通常、個人事業主などが行う確定申告は、翌年の2月16日から3月15日までが申告期間です。ただ、還付金の申告はその年の翌年1月1日から5年間提出することができます。

振り込まれる目安

申告した後、1か月後~1か月半後に振り込まれるのが一般的です。早く申告すれば、それだけ早く還付金がもらえます。

申告書

近くの税務署へ行き貰うか、国税庁のサイトからダウンロードできます。

申告書の提出方法

近くの税務署に提出もしくは、電子申告(e-Tax)できます。尚、電子申告する場合は、マイナンバーカードやICカードリーダライタを持っていないとできません。

確定申告で持っていくもの

  • 源泉徴収票
  • 生命保険、医療保険、地震保険などの控除証明書
  • 退職後に自分で支払った国民年金や国民健康保険、任意継続健康保険の納付書

基本的には、原本を提出しなければいけません。(国民健康保険と任意継続健康保険を除く)

源泉徴収票などは、後で必要になることもあるかもしれないので、コピーを取って保存しておきましょう。

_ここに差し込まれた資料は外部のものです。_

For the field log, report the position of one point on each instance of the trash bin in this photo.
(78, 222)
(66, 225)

退職する人は事前準備が大切!流れを知って手続きは早めに行おう

いざ退職すると決めてから、やる手続きは意外に多いと感じたのではないでしょうか?しっかり準備をしてから、ミスや漏れがないよう慎重に行いましょう。

特に同じ業界での転職を考えている人は、次の転職先と今現在の会社が繋がっているということも少なくありません。去り際が悪ければ、「あの人はイマイチ・・・」という悪い噂が広がることもあり得ます。

社会人としてのマナーを守り、退職後も「あの人はやっぱり仕事ができる人だ」という印象を残すためにも、会社や後任者、取引先のことを優先的に考えた行動をとりましょう。